Of note: This pork would also be quite good finished on the grill instead of the final uncovered baking. Look for the bean sprouts to be hot, with a little browning on the outside, but still crispy on the inside. You don’t want them to be limp. If you like a little heat try adding a tablespoon of sliced bird (or Thai chili) peppers at the same time as the green onions.

Char Siu Style Pork with Stir Fried Bean Sprouts

For the pork…

1 Package – Boneless Pork Country Style Ribs (About 2 Lbs)
1 Med – Yellow onion, sliced thick
¼ Cup – Shaoxing wine
½ Cup – Hoisin sauce
¼ Cup – Light soy sauce
2 Tbsp – Dark agave nectar
1 Tbsp – Fish sauce
¼ Tbsp – Toasted sesame oil
1 Med. Clove – Garlic, very finely minced
½ Tsp – Fresh ginger, very finely minced

For the bean sprouts…

4 Cups – Mung bean sprouts
4 – Green onions, cut in 1” to 1-1/2” pieces
1 Med. Clove – Garlic, very finely minced
½ Tsp – Fresh ginger, very finely minced
2 Tbsp – Sesame oil
¼ Tsp – Toasted sesame oil

To prepare the pork…

Pre-heat the oven to 325 degrees. Line the bottom of a Dutch oven or a large, deep sauté pan with the sliced onions. Add the Shaoxing wine and bring to a mild simmer over medium heat.

Combine the Hoisin sauce, soy sauce, agave nectar, fish sauce, toasted sesame oil, garlic, and ginger in a mixing bowl. Stir until well incorporated. One at a time, dip each rib into the sauce mixture to coat, then nestle them onto the bed of onions already in the pan.

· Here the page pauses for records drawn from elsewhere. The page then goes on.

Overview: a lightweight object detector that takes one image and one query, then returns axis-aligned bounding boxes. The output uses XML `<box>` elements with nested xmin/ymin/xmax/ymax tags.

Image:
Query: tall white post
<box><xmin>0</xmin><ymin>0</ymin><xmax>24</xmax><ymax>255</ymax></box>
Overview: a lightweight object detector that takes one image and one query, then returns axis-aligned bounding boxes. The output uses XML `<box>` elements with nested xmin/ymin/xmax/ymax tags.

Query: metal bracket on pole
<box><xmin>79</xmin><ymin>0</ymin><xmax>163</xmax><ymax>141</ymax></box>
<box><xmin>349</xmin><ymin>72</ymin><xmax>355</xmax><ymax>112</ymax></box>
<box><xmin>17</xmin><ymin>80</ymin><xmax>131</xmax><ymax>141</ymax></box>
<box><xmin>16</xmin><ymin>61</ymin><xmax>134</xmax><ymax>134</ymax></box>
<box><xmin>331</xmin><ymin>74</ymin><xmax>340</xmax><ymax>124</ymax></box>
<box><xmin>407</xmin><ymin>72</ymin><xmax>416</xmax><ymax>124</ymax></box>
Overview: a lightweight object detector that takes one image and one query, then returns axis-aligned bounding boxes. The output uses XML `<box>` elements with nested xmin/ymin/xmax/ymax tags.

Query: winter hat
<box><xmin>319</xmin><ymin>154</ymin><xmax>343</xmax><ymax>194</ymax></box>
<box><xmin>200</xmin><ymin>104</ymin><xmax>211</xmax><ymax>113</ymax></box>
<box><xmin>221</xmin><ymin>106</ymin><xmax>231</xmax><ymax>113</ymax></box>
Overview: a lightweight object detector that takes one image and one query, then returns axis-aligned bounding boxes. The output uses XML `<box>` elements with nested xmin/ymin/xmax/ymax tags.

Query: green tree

Place the remaining sauce in the refrigerator for later use.

When all of the ribs are coated and placed evenly on top of the onions, cover the pan firmly with aluminum foil before placing on the lid. Bake at 325 for 1-1/2 hours.

After 1-1/2 hours remove the ribs from the oven. Carefully remove the lid and the foil and then “very” carefully pour off most of the liquid (reserving the liquid for later use). Brush the remaining sauce mixture on the ribs and return them, uncovered, to the oven for 30 minutes more.

Remove the ribs from the oven and allow them to rest while you prepare the bean sprouts.

To prepare the bean sprouts…

Heat a wok (or sauté pan) over high heat until very hot. Add the oils, shaking the pan to distribute. Add the green onions, garlic, and ginger and cook stirring constantly for 30 seconds. Add roughly 1/8 cup of the reserved cooking juices from the pork, then the bean sprouts and cook stirring constantly for 1 minute. Let this sit 30 seconds without stirring then remove from heat. That’s it…You’re ready to serve!

To serve…

Place about a one cup serving of the bean sprouts on the plate then fan sliced rib meat even on top. Garnish with (roughly) 1” pieces of julienned green onions and serve with a little of the cooking liquid as a dipping sauce.